Dolores Miller ist die einzige Schwarze in vier Jahren Los Angeles, die mit mir redet. Unbefangen redet, als sei Hautfarbe kein Thema, das beim Smalltalk eine Rolle spielt, als sei Sympathie nur eine Frage von Sympathie. Wir reden über Smog und Schwarzenegger, den sie nicht wählen wird, obwohl er sie als Schauspieler amüsiert. Wir kennen uns nur vom Sehen, aber wenn wir uns sehen, reden wir ein wenig mehr, als höflich ist für Zufallsbekannte. Dolores ist gebildet und immer beneidenswert raffiniert gekleidet. Sie ist vielleicht fünfundfünfzig und fährt einen schwarzen Mercedes.
Ihr Sohn ist mein Vermieter, er wohnt mit seiner Familie im Stock unter mir. Es ist eines der wenigen gemischtrassigen Viertel der Stadt. Bis vor zwei Jahrzehnten wohnten nur Schwarze hier. Inzwischen sind die Mieten im benachbarten Beverly Hills so horrend geworden, dass immer mehr Weisse kommen. Bevor mein Vermieter meinen Vertrag unterzeichnete, unterhielt er sich mit meiner Schweizer Bankfrau am Telefon länger als mit mir in den folgenden vier Jahren zusammen. Er ist ein schüchterner Mann, aber das ist nicht der Punkt.
Der Punkt ist, dass Schwarze und Weisse hier nicht mehr miteinander zu tun haben wollen, als unbedingt erforderlich ist. Und dass sie einander, wenn ein Satzwechsel nicht unumgänglich ist, wie Luft behandeln. Bei den Kindergeburtstagen hinten im Garten, zu denen mich die Vermieter einladen, sind jeweils noch drei oder vier andere Weisse anwesend. Sie bedanken sich bei den Gastgebern, legen ihre Geschenke hin und unterhalten sich dann mit den anderen Weissen. Nicht aus Rassismus, sondern aus Befangenheit. Man kann nicht miteinander umgehen. Man traut sich nicht. Nur Dolores plaudert unbekümmert mit den Weissen.

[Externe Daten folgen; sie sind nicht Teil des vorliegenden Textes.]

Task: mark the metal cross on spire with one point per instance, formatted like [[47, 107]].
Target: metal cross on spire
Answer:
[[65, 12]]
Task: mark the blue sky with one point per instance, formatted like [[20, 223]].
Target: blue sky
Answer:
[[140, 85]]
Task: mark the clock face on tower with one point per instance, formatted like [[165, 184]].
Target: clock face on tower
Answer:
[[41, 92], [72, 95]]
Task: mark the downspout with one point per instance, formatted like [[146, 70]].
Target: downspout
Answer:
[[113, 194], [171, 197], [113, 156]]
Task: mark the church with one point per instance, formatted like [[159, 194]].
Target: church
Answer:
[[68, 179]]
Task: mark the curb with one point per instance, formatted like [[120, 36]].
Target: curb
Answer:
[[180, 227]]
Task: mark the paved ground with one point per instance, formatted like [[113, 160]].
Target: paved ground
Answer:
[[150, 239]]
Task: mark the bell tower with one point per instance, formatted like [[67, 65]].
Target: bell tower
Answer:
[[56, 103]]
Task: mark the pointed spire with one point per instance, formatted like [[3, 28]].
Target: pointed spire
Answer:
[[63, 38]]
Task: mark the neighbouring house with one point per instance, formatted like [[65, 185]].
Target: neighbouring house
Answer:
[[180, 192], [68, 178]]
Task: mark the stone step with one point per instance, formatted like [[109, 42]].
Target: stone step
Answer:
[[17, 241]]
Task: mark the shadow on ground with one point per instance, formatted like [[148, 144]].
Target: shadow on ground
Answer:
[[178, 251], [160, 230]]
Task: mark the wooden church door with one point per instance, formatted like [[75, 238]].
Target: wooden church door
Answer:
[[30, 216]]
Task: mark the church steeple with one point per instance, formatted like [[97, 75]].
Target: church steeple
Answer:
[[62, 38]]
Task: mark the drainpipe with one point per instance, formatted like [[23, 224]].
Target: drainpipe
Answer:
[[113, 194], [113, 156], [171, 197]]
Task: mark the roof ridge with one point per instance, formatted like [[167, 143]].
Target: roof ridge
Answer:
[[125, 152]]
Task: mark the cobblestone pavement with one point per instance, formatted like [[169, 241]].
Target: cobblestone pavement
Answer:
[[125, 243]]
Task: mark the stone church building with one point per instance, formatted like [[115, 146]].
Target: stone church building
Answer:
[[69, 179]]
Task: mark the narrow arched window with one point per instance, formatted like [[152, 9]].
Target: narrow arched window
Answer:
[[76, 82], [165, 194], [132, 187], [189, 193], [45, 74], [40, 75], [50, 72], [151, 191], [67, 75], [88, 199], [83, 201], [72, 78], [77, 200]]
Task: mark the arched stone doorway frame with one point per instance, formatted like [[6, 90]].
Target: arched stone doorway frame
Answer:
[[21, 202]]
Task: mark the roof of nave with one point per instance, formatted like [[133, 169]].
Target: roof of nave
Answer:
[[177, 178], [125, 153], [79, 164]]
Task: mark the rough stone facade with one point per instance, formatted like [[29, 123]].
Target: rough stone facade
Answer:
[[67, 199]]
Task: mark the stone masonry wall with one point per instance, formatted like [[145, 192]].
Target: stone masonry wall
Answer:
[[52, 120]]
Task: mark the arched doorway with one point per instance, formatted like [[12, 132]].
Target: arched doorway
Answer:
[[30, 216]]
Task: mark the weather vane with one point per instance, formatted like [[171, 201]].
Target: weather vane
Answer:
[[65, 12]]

Obwohl die Rassentrennung offiziell vor vierzig Jahren aufgehoben wurde, ist sie im Alltag nahezu komplett. Weisse und Schwarze essen in verschiedenen Lokalen, feiern getrennte Partys. Sie gehen höchstens gelegentlich zu den gleichen Konzerten und Sportveranstaltungen. Gemischte Paare sind seltener als Regen, die abschätzigen Blicke der Umwelt unverhohlen. Die Schranke, die der schwarze Autor Bruce Jacobs die Me-lanin-Mauer nennt, ist mit Händen zu greifen. Was sie eineinhalb Jahrhunderte nach Abschaffung der Sklaverei hochhält, ist eine irrationale Angst vor dem schwarzen Mann. Zwar ist es richtig, dass Schwarze proportional häufiger kriminell werden als Weisse. Dennoch ist die Chance, Opfer eines weissen Kriminellen zu werden, rein mengenmäsig ungleich höher. Aber es gibt keine instinktive Angst vor dem weissen Mann.
In seinem Buch «Race Manners» schildert Harvard-Absolvent Jacobs, ein schmaler Mann mit Brille, wie oft der Sitz neben ihm in der vollen U-Bahn, im Bus oder Zug leer bleibt. Er erzählt, wie jede weisse Frau im Lift die Handtasche fester unter den Ellbogen klemmt, sobald sie bemerkt, dass ein schwarzer Mann neben ihr steht. Er hört an Ampeln die Zentralverriegelungen der Autos klicken, weil er mit einem Freund am Strassenrand wartet, und das Klicken trifft ihn wie eine Ohrfeige. Das Buch ist für Weisse eine unangenehme Lektüre. Es befreit einen definitiv von der Illusion, kein Rassist zu sein. Nicht das mit dem Sitz in der U-Bahn. Aber der Reflex mit der Zentralverriegelung ist mir absolut geläufig. Ich hatte mir nicht einen einzigen Gedanken darüber gemacht.
Das Härteste, sagt Bruce Jacobs, sei der Versuch, als Schwarzer in Manhattan ein Taxi zu bekommen. «Es ist brutal demütigend. Ein leeres Taxi nach dem andern fährt vorbei. Links und rechts von dir halten sie und lassen Leute einsteigen. Bei dir machen sie einen Schwenker. Du bist korrekt gekleidet, aber unsichtbar. Der Versuch, als Schwarzer ein Taxi zu bekommen, ist ein Klassiker. Jeder hat dazu eine Geschichte zu erzählen.»